The Newton, N.J. club has been the home course for two high schools’ golf teams in its area, but after the pandemic shut down this year’s spring season, it opened its course so players from nine area schools could play at no charge throughout July and August.
When shutdowns swept across the nation earlier this year to slow the spread of the coronavirus, the spring sports seasons of high-school athletes were lost to the pandemic as well. That prompted the private Newton (N.J.) Country Club to spring into action and open its gates, to allow the most recent juniors and seniors on the boys’ and girls’ golf teams at nine area high schools in Sussex County to play its 18-hole course for free in July and August.
The idea was the brainchild of Jeff Bonham, former Newton CC President and a member of the club’s Board of Trustees, and Mike Briegel, the current Board President.
“The entire spring sports season in all of New Jersey got wiped out this year,” says Bonham, who played golf and baseball when he was in high school. “It’s a great idea for any local club to do for local schools. We are in an area where there’s a group of nine high-school golf teams that play against each other.”
After all, high-school and junior golf are staples at Newton CC. The property serves as the home course for the golf teams of the public Newton High School, as well as an area parochial school, Pope John XXIII Regional High School. The club was also the site of the New Jersey State Interscholastic Athletic Association’s North 1 and 2, Group 1 tournament in 2019, and it was set to hold the tournament again this spring before the season was canceled.
And for more than 10 years, Newton CC has been the host of the New Jersey PGA Junior Masters, an annual two-day event that is held each August. In addition, Jimmy Apostolico, a club member and part of its junior program that serves about 35 young golfers, won the state boys’ championship several years ago.
Bonham brought up the proposal to allow the students to play at Newton CC’s Board meeting, and it was approved easily. First, however, he ran the idea by the golf coaches at Newton High and Pope John XXIII.
“They thought it was fantastic,” he says. “They thought it was best for juniors and seniors, because they have their own transportation and they know golf etiquette.”

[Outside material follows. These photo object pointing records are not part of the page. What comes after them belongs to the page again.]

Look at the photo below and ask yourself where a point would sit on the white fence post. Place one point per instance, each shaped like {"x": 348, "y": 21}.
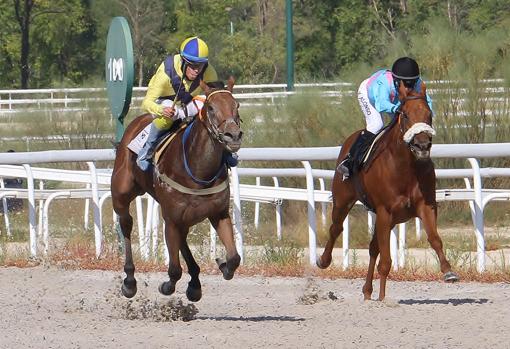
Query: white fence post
{"x": 312, "y": 225}
{"x": 98, "y": 234}
{"x": 238, "y": 223}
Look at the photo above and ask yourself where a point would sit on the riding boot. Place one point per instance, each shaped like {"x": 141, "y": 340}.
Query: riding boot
{"x": 144, "y": 156}
{"x": 230, "y": 159}
{"x": 358, "y": 148}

After the initial reaction from the Newton and Pope John XXIII coaches, the property decided to extend the opportunity to all of the high-school golf teams in the county.
“Each coach got very excited about it,” Bonham says. “Our membership is very excited about it, too. There’s never enough young people on the golf course for any of us.”
The high-school golfers are being allowed to play at the club seven days a week, but their hours are restricted to the afternoons. “Most of our members play in the morning,” says Bonham. “The average age of our members is 55, but we remember what it’s like playing until sunset in the afternoons. There’s nothing like it.”
The young golfers can walk when they play and carry or pull their own bags, just as they do in high-school tournaments. They need to check in at the pro shop before they go out on the course, and the coaches from each of the schools submitted a roster of eligible players to the property.
“The last rule is we want them to enjoy themselves,” says Bonham.
Newton’s PGA Professional Robin Kohberger, who has worked at the property for 35 years, will see to that.
“We’ll probably run a few tournaments,” he says. “Otherwise, they just need to show up and let me know they’re here.”
Kohberger knows the high-school golfers are not just athletes. They’re also competitors, and with the tournaments, the free-golf initiative will tap into that aspect of the game that they missed with their lost seasons.
“It’s terrible the way the virus took away high-school sports and graduations in our area,” Bonham says. “There’s no way for other sports like baseball or lacrosse to get back their seasons, but a golf course can do something about it, by offering their course for high-school students to play.”
He also thought it was important to open up the golf course to them at no charge.
“When high-school players play on their golf teams in the spring, they don’t pay,” says Bonham. “This is a good way for clubs to give back to their communities.”